The first butterfly to feature on the melancholy month of Irish extinctions is the Large Copper
The Large Copper L.dispar dispar became extinct in England around 1864 due to the great reduction and drainage of it’s marshy fen habitat. This was a result of the expanding human population at that time. In 1909 an attempt was made to introduce a subspecies L.dispar rutilus which was commonly found in Europe but this was only a partial success and required constant management of the fen to ensure that the larval foodplant of Giant Water Dock was available in sufficient quantities and growing in the right places.
About 1912 Mr.W.B. Purefoy lent lands including a snipe bog in Greenfields, Co.Tipperary so that an attempt could be made to introduce the Large Copper to Ireland. Preliminary work commenced by way of clearing the land and planting the roots of Giant Water Dock which were imported from England. Capt. E.B. Purefoy oversaw the project and in May 1913 ten dozen larvae of L.dispar rutilus were imported from Herr H. Ragnow of Berlin but these produced only eight butterflies. In May 1914 Capt.

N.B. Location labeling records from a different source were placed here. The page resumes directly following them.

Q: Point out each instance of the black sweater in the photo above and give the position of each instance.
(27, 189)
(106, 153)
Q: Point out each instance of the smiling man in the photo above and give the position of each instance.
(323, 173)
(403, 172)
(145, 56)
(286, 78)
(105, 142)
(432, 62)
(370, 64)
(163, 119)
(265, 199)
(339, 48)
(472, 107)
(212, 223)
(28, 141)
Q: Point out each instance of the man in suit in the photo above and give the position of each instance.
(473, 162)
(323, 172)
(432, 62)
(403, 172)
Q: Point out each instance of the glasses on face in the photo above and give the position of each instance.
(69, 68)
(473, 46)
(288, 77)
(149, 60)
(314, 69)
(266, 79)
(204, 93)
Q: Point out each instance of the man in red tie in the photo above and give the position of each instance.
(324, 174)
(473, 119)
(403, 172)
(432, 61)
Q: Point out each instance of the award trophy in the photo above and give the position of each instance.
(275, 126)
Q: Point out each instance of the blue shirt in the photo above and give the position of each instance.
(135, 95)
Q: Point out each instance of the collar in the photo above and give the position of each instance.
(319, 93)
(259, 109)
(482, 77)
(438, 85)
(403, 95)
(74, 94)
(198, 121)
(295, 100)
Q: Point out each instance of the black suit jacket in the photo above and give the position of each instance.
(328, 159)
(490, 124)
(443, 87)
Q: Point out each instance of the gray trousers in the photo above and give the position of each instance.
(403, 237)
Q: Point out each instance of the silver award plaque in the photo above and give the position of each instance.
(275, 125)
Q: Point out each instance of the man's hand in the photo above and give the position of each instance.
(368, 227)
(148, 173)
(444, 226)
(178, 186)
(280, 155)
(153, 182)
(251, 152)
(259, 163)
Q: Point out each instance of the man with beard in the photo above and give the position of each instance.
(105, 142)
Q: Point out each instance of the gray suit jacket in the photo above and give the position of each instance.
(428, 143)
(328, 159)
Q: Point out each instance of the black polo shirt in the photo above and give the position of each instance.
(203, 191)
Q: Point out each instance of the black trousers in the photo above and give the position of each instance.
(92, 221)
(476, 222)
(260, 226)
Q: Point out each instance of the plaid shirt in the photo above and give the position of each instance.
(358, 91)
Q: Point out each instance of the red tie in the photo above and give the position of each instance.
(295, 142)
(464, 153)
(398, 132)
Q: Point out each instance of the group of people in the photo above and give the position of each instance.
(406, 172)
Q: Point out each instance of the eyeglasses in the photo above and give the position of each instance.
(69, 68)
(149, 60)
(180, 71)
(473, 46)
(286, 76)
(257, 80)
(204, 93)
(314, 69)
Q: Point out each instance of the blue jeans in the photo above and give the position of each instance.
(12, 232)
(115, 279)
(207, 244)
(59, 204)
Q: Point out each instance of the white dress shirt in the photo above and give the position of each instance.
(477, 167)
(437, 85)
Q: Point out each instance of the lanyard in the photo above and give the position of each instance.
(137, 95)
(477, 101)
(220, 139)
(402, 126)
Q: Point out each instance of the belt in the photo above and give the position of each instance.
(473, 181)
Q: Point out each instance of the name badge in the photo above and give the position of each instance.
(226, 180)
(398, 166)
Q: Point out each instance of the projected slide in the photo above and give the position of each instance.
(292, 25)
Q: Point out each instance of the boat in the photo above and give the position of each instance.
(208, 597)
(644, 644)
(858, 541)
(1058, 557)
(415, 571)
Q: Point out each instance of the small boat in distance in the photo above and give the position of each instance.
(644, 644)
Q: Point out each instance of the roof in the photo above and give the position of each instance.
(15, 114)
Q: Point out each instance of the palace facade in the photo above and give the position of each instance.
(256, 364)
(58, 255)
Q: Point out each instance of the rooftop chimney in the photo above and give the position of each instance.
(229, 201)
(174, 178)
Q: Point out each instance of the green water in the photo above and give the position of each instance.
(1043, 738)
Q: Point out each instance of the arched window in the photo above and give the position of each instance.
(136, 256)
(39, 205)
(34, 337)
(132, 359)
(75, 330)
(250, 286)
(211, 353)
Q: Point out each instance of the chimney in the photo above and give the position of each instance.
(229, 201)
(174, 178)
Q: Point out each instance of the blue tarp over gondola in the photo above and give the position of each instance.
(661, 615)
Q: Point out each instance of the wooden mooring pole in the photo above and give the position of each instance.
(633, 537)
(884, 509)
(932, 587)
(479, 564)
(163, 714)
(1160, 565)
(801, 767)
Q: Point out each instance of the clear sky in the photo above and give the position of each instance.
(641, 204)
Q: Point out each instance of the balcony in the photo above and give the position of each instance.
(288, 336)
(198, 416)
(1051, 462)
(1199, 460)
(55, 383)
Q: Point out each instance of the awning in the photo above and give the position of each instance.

Purefoy travelled to Germany and collected nearly 700 larvae in the marshes north of Berlin but when he returned to Ireland it was found that most of these larvae were parasitised and as a result only about 300 butterflies actually emerged. However a spell of good weather helped and these butterflies quickly set about laying eggs on the Giant Water Dock and for the first time a breeding colony had been established in Ireland.
With careful management the colony survived until 1928 but that was it’s last year in existence and sadly it died out. A further re-introduction attempt was made and these butterflies survived until about 1938. A last attempt was made in 1943 and this colony survived until about 1953.
They were the last of the Irish Large Coppers and no further re-introduction attempts have been made.